From my personal experience of the operation of the Boundary Commission, I wholeheartedly endorse the compliments that have been paid to it in arriving at a solution to difficult problems which is, in general, fair and just. I refer particularly to the situation which faced the Boundary Commission with regard to Manchester and Trafford. The saving of the community of Wythenshawe following a public inquiry was an important act by the Boundary Commission. It reflects strongly held views and will be of immense benefit to the local communities not only in Wythenshawe but also in other parts of Manchester and Trafford. They will have Members of Parliament who can represent genuine communities. That will be wholly beneficial to our electoral process.

I said that it is possible and, if necessary, our duty to amend or reject regulations such as these. It is important to recognise that the Minister did not see fit to amend the recommendations of the Boundary Commission because in this context it is important that politicians stand back from the independent review that has been conducted.

One of the problems that we have to face is the make-up of this Chamber. It has an inherent Conservative majority, not only through hereditary peerages. If hereditary peerages were abolished tomorrow, the Conservatives would still have an in-built majority over the Opposition. Therefore, we do not have the standing to say that we, as the House of Lords, can look at matters independently. As a nation we have to consider how, within the parliamentary process, we have some oversight over the overseers.

Regarding the size of the House of Commons, I join with other speakers in this debate in suggesting that the Members of the House of Commons represent too few people. However, I suggest that we should not compare this country with the United States of America, where a Congressman in the House of Representatives represents approximately half a million people. The equivalent is much more akin to the European Parliament, where Members of the European Parliament represent half a million people. If Members of the House of Commons were to represent 100,000 people rather than the half million that Congressmen and Members of the European Parliament represent, we might arrive at a more sensible size for the House of Commons.

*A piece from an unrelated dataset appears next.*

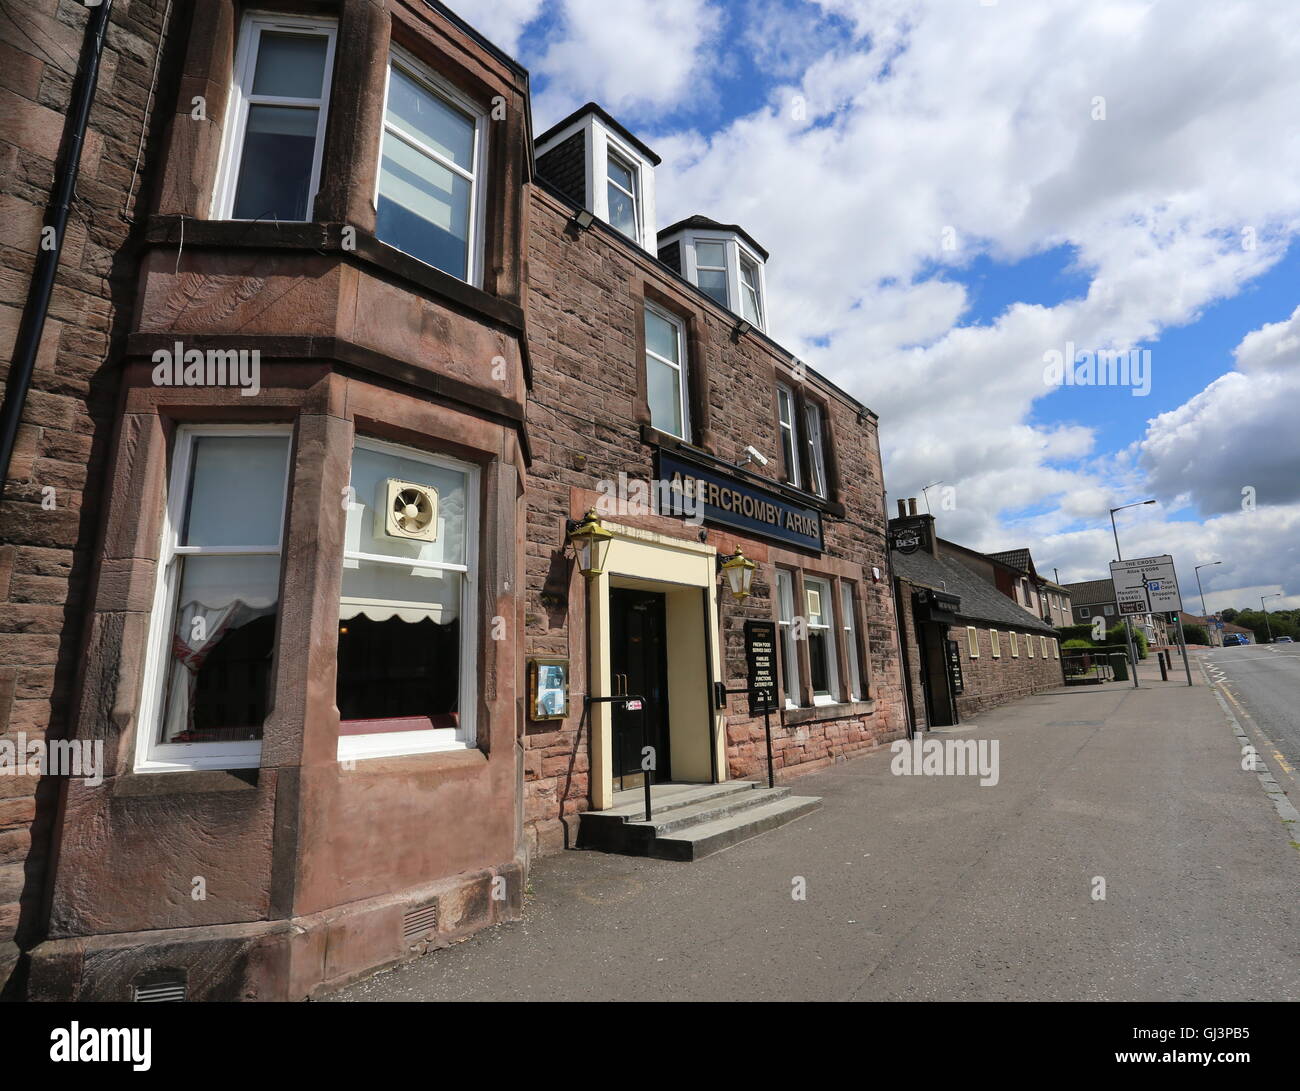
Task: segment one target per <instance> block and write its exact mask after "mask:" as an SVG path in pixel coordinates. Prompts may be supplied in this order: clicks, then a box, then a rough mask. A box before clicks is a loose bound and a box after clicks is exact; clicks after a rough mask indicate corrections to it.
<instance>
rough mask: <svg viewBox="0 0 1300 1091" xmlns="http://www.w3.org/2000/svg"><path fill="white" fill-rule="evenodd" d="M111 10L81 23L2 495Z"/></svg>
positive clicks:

Finally, I support the final comments made by my noble friend Lord McIntosh of Haringey from the Front Bench about the exclusion of electors—people who have the right to take part in our parliamentary electoral process—for various reasons, partly bureaucratic and partly unfortunate accidents of history and legislation. Perhaps I may refer to the council tax. Something ought to be done about that denial of democracy. I suggest that the figure is rather greater than the 1 million or 2 million that my noble friend suggests. I support the Motion.